In their defense, they would probably answer you, “I DID give it to the person…well, at least some of it. I just thought since I was helping you out, I should get some of it for myself too!”
“Chutzpah!” would probably be the response of many people. Some might even go so far as to call the person a thief!
And yet, do we consider what God calls us? After all, He gave us all of our money and possessions to do His bidding, to fulfill some mitzvah which also includes give tzedakah. And since God is generous, He expects us to be generous with HIS money and possessions.
So we share a little and give a little, keeping most of it for ourselves. And we feel generous because we believe it all belongs to us, and that giving even a little bit is something amazingly kind…until someone shows up accidentally murdered and the townspeople are forced to rethink the way they LOOK at their blessings in life.
And it doesn’t have to be such a severe message. God has different ways of indicating the same flaw to us. It can be unexpected personal financial loss, or an inability to spend what we have, or to enjoy what we spend. Even a plague can severely limit how we dispose of our income.
One of Yosef’s enactments as second-in-command over Egypt was to have people move from city to city, so that everyone would feel like strangers, and be humble. This way his own family, who were strangers in a foreign land, would not feel different from the local inhabitants and therefore, more at home. It was the famine that made that possible.
When the opposite is true, people tend to become absorbed in their own worlds and lifestyles, and forget about others. They can even come to resent those who upset either one of these, looking at them with an ayin ra, an evil eye. Consumed with self-importance, they look down on others less fortunate than they are.
Stand up and be counted? Sit down and blend in, the Torah says. Be a hero, but for the sake of others, not for your own sake. And to get this all-important lesson across, everyone gave only a half-shekel to be counted, making the point that they are only part of the equation, not all of it.
Melave Malkah
THE GOLDEN calf was the symbol of a desire to go the self-important route.

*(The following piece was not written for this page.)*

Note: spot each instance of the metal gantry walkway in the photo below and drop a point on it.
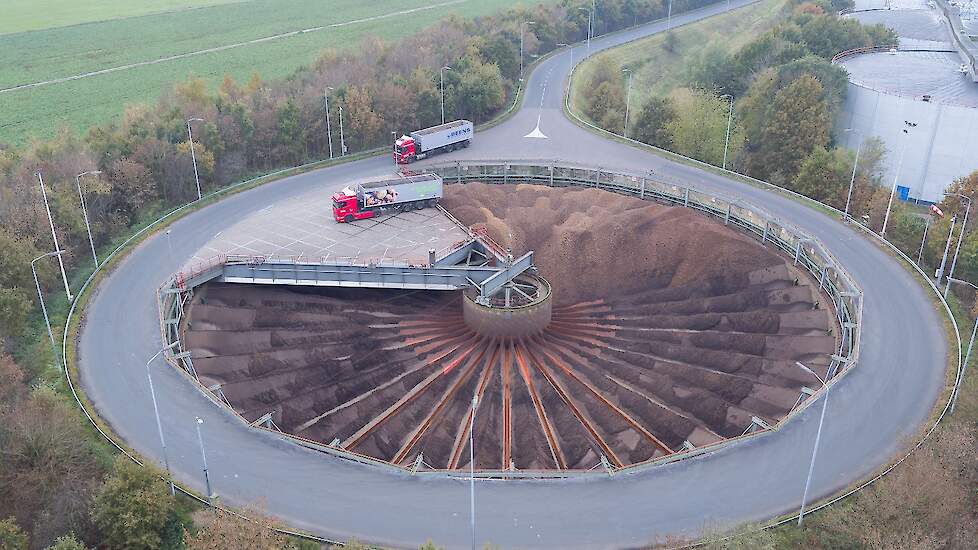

It was an abandonment to the satiation of personal pleasure regardless of the cost to others, or to oneself, down the road. A calf is the symbol of responsibility-less youth, and gold is the symbol of perpetuity. The instigators wanted eternal youth.
The parah adumah, or red heifer, the subject of this week’s Maftir, represented the opposite. The color of blood, it was a blatant reminder that life is fleeting and we are vulnerable. It was a heifer, a mother, responsible with an eye to the future, what every calf must become at some time.
The laws concerning the purification process of which it was a part fall into the category of chukim, statutes that defy human logic. This reminds us that everything in life is a function of the will of God, that may or may not make sense to us, but to which we must remain loyal anyhow.
In the end, the golden calf and the parah adumah represent two very different approaches to life, Eisav’s approach, and Ya’akov’s approach. Eisav was an eat, drink, and be merry kind of guy, prepared to let the future take care of itself. Ya’akov was the opposite. He lived in the moment, but to make it a sturdy bridge to a meaningful future.
And that’s okay, for Eisav. Most of his descendants will not go to the World-to-Come, so this is their time for ultimate pleasure. Well, limited ultimate pleasure. If they don’t enjoy themselves now, within limits, then when will they?
But a Jew is supposed to live on track to get to the World-to-Come. They are supposed to do today whatever is necessary to get there tomorrow. Once, Ya’akov was a twin of Eisav, but then he broke away and became a Yisroel, and being his descendants, are supposed to do likewise.